According to the report, the health of the Indian manufacturing sector strengthened further in February, with a sharp and accelerated increase in sales boosting growth of output and employment. There was a solid rise in input buying and a modest accumulation in preproduction inventories, but stocks of finished goods decreased as firms utilised them to fulfil orders. Rates of both input cost and output charge inflation remained subdued by historical standards, despite picking up from January.

Pollyanna De Lima, Principal Economist at IHS Markit said that the Indian manufacturing sector made further progress midway through the final quarter of FY18, building on the accelerated upturn noted in January. Sharper growth in production and sales were matched by the establishment of new jobs. The upturn in employment was one of the best seen for six-and-a-half years, as goods producers sought to expand output capacities to meet strengthening demand from both domestic and external sources.

“The survey results suggest that manufacturing will likely provide a stronger contribution to overall economic growth in the final quarter, provided that March’s figures stay on this favourable path. For FY19, IHS Markit has revised higher its GDP growth forecast, from 7.0% to 7.1%, amid the announcement of fiscal stimulus for the new interim budget and the policy rate cut announced in February,” she said.

The report further mentioned that supportive government policies and strengthening demand conditions, inflows of new work at Indian goods producers continued to expand during February. The increase was the sixteenth in as many months and the most pronounced since October 2016. Growth of total order books was supported by gains from international sources, as seen by a marked and accelerated upturn in new export work. A number of panellists indicated the acceptance of bulk orders from clients in key export destinations.

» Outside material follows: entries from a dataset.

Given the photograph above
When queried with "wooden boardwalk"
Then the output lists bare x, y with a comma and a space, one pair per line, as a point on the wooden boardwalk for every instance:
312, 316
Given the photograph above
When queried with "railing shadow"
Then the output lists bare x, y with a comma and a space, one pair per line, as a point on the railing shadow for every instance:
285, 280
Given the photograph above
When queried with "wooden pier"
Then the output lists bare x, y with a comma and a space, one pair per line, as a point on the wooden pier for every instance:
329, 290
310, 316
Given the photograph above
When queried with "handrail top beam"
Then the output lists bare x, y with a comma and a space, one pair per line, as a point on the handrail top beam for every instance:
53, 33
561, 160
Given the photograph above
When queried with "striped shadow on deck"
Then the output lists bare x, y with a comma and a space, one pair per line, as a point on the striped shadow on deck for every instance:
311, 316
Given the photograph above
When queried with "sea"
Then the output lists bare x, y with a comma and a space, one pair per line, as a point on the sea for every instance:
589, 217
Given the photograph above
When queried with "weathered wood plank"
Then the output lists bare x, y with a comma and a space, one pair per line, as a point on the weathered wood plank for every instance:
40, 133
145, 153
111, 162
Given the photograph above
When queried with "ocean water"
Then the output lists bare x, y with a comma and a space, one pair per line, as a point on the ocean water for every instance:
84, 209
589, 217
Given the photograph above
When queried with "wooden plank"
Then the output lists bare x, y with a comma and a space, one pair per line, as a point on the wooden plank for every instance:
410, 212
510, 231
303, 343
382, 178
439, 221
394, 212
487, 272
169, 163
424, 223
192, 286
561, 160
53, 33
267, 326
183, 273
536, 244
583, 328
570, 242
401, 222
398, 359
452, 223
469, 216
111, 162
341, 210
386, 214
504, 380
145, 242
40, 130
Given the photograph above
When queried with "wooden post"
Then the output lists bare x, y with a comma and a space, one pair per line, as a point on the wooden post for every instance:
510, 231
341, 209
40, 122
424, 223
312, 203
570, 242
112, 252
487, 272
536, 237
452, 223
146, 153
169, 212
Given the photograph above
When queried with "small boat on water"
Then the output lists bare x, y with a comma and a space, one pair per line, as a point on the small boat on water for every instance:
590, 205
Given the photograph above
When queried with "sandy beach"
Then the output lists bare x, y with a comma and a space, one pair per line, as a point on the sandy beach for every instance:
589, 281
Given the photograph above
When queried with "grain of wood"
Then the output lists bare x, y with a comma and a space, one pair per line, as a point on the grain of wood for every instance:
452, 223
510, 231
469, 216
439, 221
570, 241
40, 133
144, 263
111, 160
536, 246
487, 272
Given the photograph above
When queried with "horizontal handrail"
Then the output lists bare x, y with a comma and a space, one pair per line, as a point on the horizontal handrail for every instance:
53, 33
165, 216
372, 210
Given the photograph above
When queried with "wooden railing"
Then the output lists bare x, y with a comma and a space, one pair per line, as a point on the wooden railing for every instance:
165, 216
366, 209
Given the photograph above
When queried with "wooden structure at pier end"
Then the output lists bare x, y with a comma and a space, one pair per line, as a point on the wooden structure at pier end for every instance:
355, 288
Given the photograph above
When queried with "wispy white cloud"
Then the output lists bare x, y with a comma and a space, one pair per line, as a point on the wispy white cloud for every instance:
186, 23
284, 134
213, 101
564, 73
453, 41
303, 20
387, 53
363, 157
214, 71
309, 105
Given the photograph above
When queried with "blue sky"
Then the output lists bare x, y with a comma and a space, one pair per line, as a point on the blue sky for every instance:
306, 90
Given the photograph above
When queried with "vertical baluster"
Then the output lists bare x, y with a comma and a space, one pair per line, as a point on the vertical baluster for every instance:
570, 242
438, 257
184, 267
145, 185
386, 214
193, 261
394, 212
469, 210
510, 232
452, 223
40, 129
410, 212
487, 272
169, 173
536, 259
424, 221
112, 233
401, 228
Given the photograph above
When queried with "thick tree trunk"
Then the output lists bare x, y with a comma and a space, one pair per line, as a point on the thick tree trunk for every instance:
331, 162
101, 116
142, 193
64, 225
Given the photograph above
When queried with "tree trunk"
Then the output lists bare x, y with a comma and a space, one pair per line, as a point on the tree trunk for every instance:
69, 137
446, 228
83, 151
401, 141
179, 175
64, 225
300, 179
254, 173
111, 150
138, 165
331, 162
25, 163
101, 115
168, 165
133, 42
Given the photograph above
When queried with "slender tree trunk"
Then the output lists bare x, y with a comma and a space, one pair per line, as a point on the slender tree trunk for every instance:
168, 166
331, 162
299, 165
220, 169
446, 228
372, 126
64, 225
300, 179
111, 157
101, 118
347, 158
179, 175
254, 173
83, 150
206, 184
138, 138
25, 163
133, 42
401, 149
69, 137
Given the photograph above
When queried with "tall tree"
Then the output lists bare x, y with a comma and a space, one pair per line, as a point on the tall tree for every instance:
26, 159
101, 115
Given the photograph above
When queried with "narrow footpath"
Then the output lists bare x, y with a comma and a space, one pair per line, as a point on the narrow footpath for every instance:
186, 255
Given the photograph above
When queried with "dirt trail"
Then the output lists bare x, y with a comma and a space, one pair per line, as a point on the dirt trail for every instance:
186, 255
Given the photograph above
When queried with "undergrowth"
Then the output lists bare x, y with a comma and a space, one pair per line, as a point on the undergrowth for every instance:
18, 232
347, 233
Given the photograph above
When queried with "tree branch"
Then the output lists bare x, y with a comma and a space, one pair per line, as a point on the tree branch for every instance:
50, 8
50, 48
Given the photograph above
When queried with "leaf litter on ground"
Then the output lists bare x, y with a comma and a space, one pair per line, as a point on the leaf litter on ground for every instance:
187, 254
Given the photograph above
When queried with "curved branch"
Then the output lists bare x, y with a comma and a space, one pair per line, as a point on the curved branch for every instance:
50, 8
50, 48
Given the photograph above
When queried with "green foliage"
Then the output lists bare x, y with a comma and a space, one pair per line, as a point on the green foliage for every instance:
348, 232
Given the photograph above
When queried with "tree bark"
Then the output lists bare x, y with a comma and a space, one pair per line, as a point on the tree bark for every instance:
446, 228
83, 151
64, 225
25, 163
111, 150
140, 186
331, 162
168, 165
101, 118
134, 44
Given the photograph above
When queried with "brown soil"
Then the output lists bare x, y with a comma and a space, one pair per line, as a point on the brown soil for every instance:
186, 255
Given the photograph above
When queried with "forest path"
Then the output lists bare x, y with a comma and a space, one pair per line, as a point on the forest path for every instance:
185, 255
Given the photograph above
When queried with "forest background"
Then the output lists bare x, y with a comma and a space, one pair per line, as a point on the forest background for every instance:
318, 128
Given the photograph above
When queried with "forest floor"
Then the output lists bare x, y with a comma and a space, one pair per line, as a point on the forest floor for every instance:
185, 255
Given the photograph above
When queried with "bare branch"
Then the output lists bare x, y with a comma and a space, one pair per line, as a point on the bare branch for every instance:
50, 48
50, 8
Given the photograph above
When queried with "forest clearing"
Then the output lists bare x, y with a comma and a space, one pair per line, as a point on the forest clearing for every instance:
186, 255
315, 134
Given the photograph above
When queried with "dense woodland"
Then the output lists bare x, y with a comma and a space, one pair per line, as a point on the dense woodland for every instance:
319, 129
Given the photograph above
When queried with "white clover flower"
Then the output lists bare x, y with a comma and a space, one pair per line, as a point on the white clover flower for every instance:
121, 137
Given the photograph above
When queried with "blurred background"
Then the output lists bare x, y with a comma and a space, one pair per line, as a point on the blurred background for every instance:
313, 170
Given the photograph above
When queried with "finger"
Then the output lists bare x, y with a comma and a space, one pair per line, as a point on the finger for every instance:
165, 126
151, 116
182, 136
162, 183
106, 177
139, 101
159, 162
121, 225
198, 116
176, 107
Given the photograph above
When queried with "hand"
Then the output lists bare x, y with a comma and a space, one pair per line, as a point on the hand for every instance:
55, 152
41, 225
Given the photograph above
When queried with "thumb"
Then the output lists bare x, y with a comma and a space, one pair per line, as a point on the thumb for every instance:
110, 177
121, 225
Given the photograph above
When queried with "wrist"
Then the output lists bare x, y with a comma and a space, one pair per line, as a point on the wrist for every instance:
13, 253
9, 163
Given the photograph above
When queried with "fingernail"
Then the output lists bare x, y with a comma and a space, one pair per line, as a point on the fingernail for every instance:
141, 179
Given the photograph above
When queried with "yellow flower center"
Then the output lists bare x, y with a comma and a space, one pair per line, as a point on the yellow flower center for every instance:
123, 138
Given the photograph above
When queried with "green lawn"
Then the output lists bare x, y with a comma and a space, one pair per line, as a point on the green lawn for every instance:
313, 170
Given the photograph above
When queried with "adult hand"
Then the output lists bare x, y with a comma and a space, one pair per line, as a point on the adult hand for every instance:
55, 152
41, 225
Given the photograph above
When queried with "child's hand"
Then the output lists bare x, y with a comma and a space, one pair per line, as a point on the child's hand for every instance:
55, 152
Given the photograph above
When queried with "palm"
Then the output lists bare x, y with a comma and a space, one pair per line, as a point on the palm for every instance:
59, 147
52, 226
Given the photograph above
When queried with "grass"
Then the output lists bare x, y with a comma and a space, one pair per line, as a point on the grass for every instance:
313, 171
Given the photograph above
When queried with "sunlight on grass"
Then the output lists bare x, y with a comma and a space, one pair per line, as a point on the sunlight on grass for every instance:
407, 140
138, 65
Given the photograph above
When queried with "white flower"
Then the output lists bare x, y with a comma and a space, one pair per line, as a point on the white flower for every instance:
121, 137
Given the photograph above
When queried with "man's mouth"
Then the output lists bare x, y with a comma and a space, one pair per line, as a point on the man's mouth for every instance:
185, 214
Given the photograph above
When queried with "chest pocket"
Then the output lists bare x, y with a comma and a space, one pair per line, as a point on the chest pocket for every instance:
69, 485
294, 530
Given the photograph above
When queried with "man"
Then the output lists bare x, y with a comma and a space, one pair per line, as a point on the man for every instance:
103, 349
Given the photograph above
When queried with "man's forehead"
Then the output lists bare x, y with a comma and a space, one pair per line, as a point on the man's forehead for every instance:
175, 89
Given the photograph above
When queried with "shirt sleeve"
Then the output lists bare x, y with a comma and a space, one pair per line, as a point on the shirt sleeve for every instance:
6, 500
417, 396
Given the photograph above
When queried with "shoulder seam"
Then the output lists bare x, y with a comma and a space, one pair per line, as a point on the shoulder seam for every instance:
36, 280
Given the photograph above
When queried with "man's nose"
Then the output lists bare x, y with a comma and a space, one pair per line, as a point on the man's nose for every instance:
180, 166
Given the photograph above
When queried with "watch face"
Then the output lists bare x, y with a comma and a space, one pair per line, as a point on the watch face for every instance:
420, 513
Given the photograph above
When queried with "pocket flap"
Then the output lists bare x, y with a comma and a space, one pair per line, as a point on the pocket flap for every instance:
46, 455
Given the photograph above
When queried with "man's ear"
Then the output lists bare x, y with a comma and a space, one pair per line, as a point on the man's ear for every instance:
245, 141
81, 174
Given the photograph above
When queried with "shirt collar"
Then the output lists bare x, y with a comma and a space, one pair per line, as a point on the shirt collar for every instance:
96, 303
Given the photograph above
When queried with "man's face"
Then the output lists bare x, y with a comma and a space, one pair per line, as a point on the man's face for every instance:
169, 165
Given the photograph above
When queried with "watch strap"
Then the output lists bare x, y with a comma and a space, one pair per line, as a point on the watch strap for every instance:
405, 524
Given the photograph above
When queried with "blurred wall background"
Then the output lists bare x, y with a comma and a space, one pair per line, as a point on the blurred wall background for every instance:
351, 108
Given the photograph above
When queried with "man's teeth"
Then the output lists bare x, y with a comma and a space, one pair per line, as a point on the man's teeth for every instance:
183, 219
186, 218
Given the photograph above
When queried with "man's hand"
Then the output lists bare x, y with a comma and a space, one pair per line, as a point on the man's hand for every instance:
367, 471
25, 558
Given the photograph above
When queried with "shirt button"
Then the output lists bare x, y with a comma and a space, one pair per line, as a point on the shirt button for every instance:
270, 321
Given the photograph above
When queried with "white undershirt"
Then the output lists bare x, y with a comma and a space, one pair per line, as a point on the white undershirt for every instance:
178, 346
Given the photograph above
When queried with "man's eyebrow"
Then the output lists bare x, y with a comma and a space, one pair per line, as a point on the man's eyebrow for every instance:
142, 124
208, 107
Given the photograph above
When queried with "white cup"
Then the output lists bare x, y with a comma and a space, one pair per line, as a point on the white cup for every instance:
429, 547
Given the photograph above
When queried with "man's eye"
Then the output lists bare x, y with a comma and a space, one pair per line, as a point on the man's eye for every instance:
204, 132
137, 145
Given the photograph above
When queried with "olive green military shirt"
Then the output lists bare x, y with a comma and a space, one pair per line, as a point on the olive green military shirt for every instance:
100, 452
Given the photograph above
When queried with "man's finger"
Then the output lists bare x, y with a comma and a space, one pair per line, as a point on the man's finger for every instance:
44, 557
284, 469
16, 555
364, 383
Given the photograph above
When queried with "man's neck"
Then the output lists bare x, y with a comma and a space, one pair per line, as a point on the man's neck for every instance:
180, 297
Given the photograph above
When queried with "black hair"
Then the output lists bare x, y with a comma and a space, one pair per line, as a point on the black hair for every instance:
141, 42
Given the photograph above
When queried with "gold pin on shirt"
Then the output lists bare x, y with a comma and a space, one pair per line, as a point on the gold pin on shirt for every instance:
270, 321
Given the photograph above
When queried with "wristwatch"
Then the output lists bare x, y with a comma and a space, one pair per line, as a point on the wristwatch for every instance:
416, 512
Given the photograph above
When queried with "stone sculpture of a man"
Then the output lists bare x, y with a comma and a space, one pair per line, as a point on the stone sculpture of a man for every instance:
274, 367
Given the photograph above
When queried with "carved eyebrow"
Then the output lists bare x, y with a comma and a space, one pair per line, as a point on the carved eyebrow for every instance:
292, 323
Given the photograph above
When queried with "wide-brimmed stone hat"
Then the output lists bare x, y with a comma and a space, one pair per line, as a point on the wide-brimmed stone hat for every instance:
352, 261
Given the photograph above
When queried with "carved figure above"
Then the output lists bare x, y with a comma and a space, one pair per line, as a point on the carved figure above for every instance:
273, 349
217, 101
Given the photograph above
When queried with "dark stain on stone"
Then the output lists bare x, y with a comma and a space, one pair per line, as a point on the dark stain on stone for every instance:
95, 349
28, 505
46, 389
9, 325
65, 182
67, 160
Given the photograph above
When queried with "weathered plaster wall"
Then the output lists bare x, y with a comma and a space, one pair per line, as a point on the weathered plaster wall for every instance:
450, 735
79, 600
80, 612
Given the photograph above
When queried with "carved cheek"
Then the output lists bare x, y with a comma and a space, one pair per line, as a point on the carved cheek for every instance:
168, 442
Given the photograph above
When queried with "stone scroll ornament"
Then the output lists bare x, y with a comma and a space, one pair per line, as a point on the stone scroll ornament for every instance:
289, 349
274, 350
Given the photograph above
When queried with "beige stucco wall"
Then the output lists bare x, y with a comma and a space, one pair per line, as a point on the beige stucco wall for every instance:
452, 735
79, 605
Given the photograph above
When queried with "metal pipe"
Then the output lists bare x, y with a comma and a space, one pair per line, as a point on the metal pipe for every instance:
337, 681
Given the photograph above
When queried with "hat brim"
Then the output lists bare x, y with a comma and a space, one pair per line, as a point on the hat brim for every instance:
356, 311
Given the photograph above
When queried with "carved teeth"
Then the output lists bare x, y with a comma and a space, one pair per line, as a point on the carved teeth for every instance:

Manufacturing output rose at the quickest rate since December 2017, boosted by strong inflows of new business, technological progress, beneficial public policies and positive market conditions. Despite the uptick in production volumes, holdings of finished goods declined again. Moreover, the pace of depletion accelerated from January and was solid overall. Survey members indicated that stocks were utilised to fulfil order requirements, the report said.